Thus far, simply increasing the size of models is helping AI companies build more performant models, but these scaling laws might not hold indefinitely.
Kevin Scott, the Chief Technology Officer of Microsoft, recently offered a interesting perspective on the seemingly unstoppable scaling of artificial intelligence on the 20VC podcast. He challenged the prevailing belief that AI capabilities will continue to expand exponentially. His argument introduces the concept of a “scaling asymptote,” a point where the economic cost of further development outweighs the practical benefits.
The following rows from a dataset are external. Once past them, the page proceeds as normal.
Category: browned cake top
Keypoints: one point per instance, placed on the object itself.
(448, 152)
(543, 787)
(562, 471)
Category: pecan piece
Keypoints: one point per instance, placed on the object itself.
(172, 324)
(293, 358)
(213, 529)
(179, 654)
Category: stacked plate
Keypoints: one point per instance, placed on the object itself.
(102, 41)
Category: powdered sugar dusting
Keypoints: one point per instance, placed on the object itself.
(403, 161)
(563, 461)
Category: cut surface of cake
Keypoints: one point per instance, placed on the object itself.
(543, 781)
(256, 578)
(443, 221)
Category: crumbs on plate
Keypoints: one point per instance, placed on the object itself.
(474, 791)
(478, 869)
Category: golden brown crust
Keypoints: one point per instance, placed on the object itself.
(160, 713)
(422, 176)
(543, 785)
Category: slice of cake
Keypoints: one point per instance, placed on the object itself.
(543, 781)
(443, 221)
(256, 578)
Scott expressed his skepticism about the unlimited scalability of AI, saying: “Some people believe that there is no such limit and things will continue to scale into weird territory. I don’t really believe that.”
He continues, outlining his alternative view: “I believe we will get to some point where we’ll hit a scaling asymptote there [will] just be diminishing marginal returns. And it’s so expensive that we will decide it’s not worth spending that next dollar to make this thing one unit smarter because we haven’t figured out how that translates into something that’s useful for the people who are using the tool. I think that point will come.”
Scott seemed to be implying that simply scaling up models will not indefinitely keep producing better results — there will be a time when the cost to improve a model will improve its abilities by so little that it won’t be worthwhile to spend money make the model any smarter.
There are several schools of thought on how model scaling will progress in the coming years. OpenAI and Sam Altman have repeatedly said that there’s no wall to scaling, and have hinted that models can be made better indefinitely. It’s not clear if OpenAI means that this will happen because of scaling laws or new techniques, such as test time compute being discovered. Meanwhile Elon Musk has highlighted another problem — he’s said that humans have already used up most of the data to train models, and this lack of fresh data might present a challenge. Ilya Sutskever, for his part, too has said that data is the fossil fuel of AI, and it will eventually get exhausted. And with Microsoft CTO Kevin Scott too saying that models can’t simply keep getting better by adding more resources, it appears that the AI community might need to keep coming up with new techniques and breakthroughs to get to superintelligence.